CompVis / taming-transformers

Taming Transformers for High-Resolution Image Synthesis
https://arxiv.org/abs/2012.09841
MIT License
5.73k stars 1.14k forks source link

How to train the transformer after training the vqgan model? #232

Closed RichardXue123 closed 8 months ago

RichardXue123 commented 9 months ago

I followed the section "Training on custom data" and got a vqgan model. How to train the transformer using my own vqgan model?

RichardXue123 commented 9 months ago

The transformer and gan are trained at the same time.

then how could i use the transformer & gan to generate a image?

gdjmck commented 9 months ago

The transformer and gan are trained at the same time.

then how could i use the transformer & gan to generate a image?

you could check out the colab link in readme.
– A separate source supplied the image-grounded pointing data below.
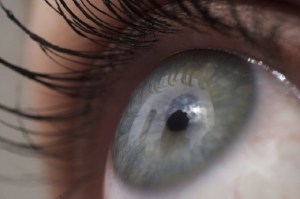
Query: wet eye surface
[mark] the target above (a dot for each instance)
(182, 116)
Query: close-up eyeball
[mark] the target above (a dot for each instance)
(150, 99)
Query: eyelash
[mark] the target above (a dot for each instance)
(138, 24)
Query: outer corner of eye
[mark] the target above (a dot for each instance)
(183, 118)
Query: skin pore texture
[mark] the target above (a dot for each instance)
(263, 163)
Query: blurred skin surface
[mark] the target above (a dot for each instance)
(264, 165)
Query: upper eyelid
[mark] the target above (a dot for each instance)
(120, 39)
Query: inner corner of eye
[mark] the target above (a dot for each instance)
(183, 116)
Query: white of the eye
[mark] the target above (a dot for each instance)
(263, 163)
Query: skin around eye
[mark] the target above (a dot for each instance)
(248, 169)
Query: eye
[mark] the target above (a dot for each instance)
(163, 60)
(154, 158)
(183, 115)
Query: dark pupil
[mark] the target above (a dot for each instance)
(178, 121)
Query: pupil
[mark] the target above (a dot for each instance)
(178, 121)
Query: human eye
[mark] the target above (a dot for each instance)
(125, 53)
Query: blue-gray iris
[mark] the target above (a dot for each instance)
(182, 116)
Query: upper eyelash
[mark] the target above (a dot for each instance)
(142, 18)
Ontheroad123 commented 9 months ago

The transformer and gan are trained at the same time.

the 'custom_vqgan.yaml' load the model 'taming.models.vqgan.VQModel', without 'Net2NetTransformer', why transformer is trained at the same time?

RichardXue123 commented 8 months ago

The transformer and gan are trained at the same time.

the 'custom_vqgan.yaml' load the model 'taming.models.vqgan.VQModel', without 'Net2NetTransformer', why transformer is trained at the same time?

So if I want to use my custom data to train using the source code of this project, then I can only train the VQGAN network without the transformer, right? And I can only do image reconstruction and not image generation, is that true?

Ontheroad123 commented 8 months ago

The transformer and gan are trained at the same time.

the 'custom_vqgan.yaml' load the model 'taming.models.vqgan.VQModel', without 'Net2NetTransformer', why transformer is trained at the same time?

So if I want to use my custom data to train using the source code of this project, then I can only train the VQGAN network without the transformer, right? And I can only do image reconstruction and not image generation, is that true?

VQGAN have two stages, first stage is encoder and decoder, second stage is transformer and decoder for generation, so if you do image reconstruction, i think it's same as vqvae.

RichardXue123 commented 8 months ago

i did it by writing a transformer yaml file based on my custom vqgan model.

zxb-0 commented 7 months ago

我通过编写一个基于我的自定义 VQGAN 模型的 transformer YAML 文件来做到这一点。

@RichardXue123 I would like to see your customized YAML file, can I

RichardXue123 commented 7 months ago

我通过编写一个基于我的自定义 VQGAN 模型的 transformer YAML 文件来做到这一点。

@RichardXue123 I would like to see your customized YAML file, can I

custom_transformer.txt

zxb-0 commented 7 months ago

我通过编写一个基于我的自定义 VQGAN 模型的 transformer YAML 文件来做到这一点。

我想看看你定制的YAML文件,我可以吗

custom_transformer.txt

@RichardXue123 thank you very much